Salty Superstitions

The importance of salt extends far beyond the kitchen. For millennia, salt has held an important place in global religion and culture. From good-luck rituals to zombies and folklore, read on for an around-the-world history of salt and beliefs.

Ancient times
Salt played an important cultural role in many premodern cultures. The ancient Greeks, for example, threw salt into a fire at the time of the new moon, producing crackling noises that played a role in religious rituals. The ancient Egyptians used offerings of salt and water to invoke their gods, and in Aztec mythology, the goddess Huixtocihuatl presided over salt and saltwater. In ancient Rome, ritual baths in saltwater were used to cleanse the body of negative energy. This practice is thought to be the origin of today’s widespread belief that drinking a glass of salt water will ward off bad spirits.

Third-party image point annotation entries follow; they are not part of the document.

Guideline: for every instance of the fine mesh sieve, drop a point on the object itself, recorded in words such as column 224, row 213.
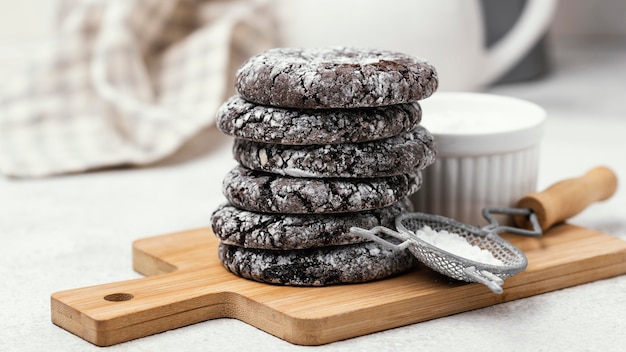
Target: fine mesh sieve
column 513, row 259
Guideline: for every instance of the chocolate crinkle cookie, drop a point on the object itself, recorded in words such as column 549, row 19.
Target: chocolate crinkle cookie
column 406, row 153
column 334, row 78
column 323, row 266
column 266, row 192
column 248, row 229
column 260, row 123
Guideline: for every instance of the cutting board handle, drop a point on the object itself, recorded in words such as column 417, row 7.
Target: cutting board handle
column 569, row 197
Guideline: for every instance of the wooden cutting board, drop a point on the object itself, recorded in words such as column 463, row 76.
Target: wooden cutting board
column 187, row 284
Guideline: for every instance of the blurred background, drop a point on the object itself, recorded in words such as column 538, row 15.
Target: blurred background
column 26, row 23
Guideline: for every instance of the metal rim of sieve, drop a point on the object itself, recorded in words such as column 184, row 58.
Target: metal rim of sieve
column 455, row 266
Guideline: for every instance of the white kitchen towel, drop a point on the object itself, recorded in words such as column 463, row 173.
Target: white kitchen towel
column 126, row 82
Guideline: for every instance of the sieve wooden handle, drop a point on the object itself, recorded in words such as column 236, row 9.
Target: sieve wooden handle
column 569, row 197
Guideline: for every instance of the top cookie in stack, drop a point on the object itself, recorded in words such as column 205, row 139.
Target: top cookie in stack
column 326, row 139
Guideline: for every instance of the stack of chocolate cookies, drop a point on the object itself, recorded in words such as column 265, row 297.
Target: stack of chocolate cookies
column 326, row 139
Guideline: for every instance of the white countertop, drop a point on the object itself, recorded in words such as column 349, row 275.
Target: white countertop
column 73, row 231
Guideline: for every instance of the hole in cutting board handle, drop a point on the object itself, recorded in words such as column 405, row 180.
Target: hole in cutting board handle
column 118, row 297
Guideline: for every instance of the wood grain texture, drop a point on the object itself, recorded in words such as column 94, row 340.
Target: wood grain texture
column 186, row 284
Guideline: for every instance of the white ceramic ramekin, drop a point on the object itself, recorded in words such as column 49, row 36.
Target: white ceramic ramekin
column 488, row 154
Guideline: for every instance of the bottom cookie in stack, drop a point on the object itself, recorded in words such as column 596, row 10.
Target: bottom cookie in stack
column 307, row 249
column 296, row 231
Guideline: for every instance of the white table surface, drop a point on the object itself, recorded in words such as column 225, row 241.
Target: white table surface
column 73, row 231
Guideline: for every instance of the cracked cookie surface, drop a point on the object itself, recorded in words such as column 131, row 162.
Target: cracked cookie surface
column 271, row 193
column 323, row 266
column 248, row 229
column 260, row 123
column 340, row 77
column 402, row 154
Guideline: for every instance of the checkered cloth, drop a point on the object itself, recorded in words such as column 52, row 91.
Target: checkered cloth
column 126, row 82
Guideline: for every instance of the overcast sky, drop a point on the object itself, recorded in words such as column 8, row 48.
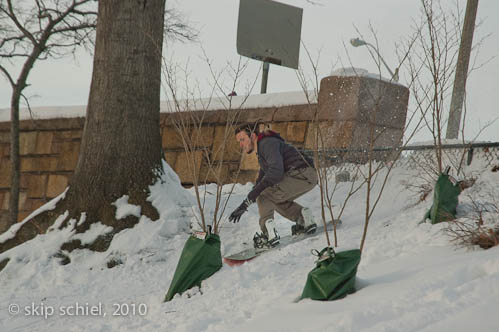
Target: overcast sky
column 327, row 28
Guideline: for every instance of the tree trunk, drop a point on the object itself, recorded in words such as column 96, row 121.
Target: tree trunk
column 15, row 174
column 121, row 144
column 463, row 60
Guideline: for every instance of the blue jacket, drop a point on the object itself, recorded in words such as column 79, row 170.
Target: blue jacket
column 275, row 158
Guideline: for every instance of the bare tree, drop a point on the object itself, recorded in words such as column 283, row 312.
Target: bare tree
column 45, row 29
column 121, row 150
column 431, row 66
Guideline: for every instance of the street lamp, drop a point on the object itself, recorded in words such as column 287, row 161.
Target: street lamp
column 356, row 42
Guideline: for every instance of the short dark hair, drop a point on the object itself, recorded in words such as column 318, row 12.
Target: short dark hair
column 249, row 128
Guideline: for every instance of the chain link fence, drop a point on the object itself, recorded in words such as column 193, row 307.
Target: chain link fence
column 424, row 156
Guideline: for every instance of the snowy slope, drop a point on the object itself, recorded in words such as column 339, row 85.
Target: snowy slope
column 410, row 278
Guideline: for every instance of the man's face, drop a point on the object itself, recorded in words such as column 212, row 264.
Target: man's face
column 246, row 143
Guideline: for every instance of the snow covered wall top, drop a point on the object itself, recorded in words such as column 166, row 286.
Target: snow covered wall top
column 50, row 146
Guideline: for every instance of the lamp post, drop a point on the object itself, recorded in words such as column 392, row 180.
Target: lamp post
column 356, row 42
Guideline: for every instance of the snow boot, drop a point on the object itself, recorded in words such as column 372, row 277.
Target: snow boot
column 305, row 224
column 269, row 240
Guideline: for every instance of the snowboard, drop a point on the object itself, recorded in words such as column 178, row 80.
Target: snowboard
column 251, row 253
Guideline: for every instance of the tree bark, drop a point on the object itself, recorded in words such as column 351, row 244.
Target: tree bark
column 121, row 143
column 15, row 172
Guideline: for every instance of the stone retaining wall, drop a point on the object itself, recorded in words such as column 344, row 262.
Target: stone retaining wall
column 49, row 148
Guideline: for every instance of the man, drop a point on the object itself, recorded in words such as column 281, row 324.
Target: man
column 284, row 175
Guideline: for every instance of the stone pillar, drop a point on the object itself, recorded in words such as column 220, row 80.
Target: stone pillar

In the Japanese religious tradition of Shinto, salt is seen as a cleanser and purifier. Salt is used in the purification ritual of misogi—a practice similar to baptism—to remove negative spiritual energy. Before childbirth, women who practice Shinto will often bathe in salt water and scatter salt around the birth room to purify the space. Salt is also placed on either side of a house’s entrance during funerals, and incorporated into weddings to represent the “force of life.” Some Japanese restaurants, stores, and theaters will place conical piles of salt beside their entrances to purify the building and attract good luck.

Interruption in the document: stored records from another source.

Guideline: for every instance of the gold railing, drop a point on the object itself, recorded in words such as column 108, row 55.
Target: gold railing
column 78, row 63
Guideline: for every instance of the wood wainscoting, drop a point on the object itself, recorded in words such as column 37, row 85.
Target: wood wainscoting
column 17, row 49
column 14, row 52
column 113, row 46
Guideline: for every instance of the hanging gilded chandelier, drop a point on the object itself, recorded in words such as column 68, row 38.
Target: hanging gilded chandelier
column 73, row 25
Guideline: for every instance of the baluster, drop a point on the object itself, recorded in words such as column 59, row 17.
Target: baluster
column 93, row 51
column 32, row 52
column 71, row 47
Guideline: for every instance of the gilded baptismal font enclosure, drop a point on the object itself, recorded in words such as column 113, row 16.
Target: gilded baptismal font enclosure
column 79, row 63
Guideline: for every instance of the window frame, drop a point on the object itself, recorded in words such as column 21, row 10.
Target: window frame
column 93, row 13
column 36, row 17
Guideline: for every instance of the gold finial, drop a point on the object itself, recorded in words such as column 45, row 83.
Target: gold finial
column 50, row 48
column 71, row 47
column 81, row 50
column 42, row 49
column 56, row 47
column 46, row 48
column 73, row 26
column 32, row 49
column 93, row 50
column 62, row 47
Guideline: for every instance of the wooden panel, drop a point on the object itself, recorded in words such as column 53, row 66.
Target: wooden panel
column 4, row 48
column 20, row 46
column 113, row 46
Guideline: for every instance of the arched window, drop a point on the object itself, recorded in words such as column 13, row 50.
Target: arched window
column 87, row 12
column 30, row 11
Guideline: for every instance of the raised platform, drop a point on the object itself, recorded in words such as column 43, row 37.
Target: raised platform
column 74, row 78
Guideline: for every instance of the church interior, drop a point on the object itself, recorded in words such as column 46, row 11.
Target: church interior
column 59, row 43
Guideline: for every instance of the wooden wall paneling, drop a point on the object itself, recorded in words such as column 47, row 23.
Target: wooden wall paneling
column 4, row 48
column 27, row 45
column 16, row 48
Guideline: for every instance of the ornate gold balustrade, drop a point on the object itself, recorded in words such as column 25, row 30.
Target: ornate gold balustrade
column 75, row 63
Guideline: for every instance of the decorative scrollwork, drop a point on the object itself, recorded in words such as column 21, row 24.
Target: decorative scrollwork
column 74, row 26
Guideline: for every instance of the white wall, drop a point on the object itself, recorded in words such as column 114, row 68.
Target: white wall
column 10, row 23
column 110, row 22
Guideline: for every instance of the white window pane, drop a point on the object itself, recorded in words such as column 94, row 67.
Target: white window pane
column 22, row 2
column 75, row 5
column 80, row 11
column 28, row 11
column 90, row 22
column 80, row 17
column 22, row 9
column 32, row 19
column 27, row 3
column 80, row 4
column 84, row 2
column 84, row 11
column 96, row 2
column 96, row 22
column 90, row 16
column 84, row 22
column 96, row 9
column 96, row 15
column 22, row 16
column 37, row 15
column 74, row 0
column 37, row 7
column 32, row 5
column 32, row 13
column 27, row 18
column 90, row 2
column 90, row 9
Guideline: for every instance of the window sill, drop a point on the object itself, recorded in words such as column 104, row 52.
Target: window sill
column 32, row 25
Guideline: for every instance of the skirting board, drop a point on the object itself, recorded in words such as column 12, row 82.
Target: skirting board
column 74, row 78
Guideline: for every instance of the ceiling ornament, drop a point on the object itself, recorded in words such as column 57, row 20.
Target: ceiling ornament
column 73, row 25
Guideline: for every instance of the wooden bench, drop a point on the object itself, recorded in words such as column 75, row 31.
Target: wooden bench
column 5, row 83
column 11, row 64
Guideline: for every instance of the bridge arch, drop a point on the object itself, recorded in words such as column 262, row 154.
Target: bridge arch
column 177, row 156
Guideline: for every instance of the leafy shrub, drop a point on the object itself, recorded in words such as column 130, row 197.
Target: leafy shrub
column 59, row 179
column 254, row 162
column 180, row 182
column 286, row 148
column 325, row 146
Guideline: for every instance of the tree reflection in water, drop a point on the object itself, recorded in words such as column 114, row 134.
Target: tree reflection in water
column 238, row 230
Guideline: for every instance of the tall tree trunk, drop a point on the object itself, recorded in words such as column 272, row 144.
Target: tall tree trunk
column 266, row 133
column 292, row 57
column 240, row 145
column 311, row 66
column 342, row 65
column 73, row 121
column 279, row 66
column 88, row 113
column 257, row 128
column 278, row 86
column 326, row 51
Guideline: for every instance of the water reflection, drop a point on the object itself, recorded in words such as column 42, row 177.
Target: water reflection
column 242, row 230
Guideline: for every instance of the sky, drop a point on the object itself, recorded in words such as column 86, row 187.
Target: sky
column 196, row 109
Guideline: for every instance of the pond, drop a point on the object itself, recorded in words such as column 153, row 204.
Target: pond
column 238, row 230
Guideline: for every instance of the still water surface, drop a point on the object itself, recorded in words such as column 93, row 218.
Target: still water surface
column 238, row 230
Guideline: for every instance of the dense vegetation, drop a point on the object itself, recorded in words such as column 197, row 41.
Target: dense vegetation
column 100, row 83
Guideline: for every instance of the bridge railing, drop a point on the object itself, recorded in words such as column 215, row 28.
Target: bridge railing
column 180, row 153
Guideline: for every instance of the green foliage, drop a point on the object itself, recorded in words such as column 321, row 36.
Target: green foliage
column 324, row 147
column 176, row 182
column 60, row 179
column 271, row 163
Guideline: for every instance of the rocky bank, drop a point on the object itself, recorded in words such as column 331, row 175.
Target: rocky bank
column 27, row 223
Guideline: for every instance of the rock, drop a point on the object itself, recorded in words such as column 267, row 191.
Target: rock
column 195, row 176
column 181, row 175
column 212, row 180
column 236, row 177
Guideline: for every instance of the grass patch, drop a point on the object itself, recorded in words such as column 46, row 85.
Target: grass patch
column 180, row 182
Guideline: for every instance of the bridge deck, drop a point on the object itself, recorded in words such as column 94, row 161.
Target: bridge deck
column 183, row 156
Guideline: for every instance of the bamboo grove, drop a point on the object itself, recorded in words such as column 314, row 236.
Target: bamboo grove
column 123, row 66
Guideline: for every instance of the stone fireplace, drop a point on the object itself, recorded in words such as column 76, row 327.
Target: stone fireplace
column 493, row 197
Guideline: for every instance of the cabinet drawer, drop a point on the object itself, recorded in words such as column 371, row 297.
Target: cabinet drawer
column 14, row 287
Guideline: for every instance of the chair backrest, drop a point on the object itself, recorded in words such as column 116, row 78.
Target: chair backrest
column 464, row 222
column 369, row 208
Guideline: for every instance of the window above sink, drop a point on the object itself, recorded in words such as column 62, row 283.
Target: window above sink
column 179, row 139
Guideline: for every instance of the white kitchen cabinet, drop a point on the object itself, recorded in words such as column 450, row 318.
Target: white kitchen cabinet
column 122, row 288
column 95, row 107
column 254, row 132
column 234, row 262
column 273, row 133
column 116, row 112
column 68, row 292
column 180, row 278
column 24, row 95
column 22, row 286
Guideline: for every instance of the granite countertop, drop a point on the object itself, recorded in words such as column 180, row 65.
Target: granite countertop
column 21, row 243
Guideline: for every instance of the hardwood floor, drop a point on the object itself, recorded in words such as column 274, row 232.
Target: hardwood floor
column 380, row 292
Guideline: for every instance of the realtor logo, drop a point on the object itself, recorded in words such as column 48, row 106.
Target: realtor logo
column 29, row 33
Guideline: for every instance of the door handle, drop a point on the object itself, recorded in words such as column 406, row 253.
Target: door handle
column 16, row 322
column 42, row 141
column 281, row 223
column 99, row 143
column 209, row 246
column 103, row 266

In the Haitian Vodou tradition, one strand of folklore concerns zombies—the recently dead who are turned into soulless creatures through spells. The folklore warns Vodou practitioners not to feed salt to zombies, because doing so will restore their senses and turn them against their enchanters.

Judaism and Islam
Historian of salt Mark Kurlansky explains that in these major religious traditions, salt seals a bargain, especially the convent with God. According to Rabbinic literature, salt represents an immortal bond because it never spoils or decays. Adding salt to challah, a spiritually significant form of Jewish bread, is considered a critical part of the meal. Depending on custom, the challah may be dipped in salt, salt is sprinkled on top, or salt is kept present on the table.

In Hinduism, salt is incorporated into religious ceremonies, including those for weddings and housebreaking. Some use salt to remove drishti—the evil eye, or bad energy. The person who removes drishti will pour salt into one hand, spin it in clockwise circles around the other person, and then discard it in the sink. During the religious month of Sawan, some refrain from eating table salt and use unprocessed rock salt instead, which is considered purer.

Spilling salt
It’s a widespread superstition that spilled salt brings bad luck. The belief may have originated with Leonardo da Vinci’s famous painting of the Last Supper; a saltshaker is placed in front of Judas Iscarot. Many cultures have added twists to this superstition. In Norway, for example, it’s said that a person will shed as many tears as would be needed to dissolve the spilled salt. In Germany, France, and the U.S., it’s a common superstition for people who have spilled salt to quickly throw some of it behind them. This practice stems from the belief that the overturned salt is a direct act of the devil; tossing salt backward will hit the devil in the eye and ward him away. Some people even crawl beneath the table and emerge on its other side!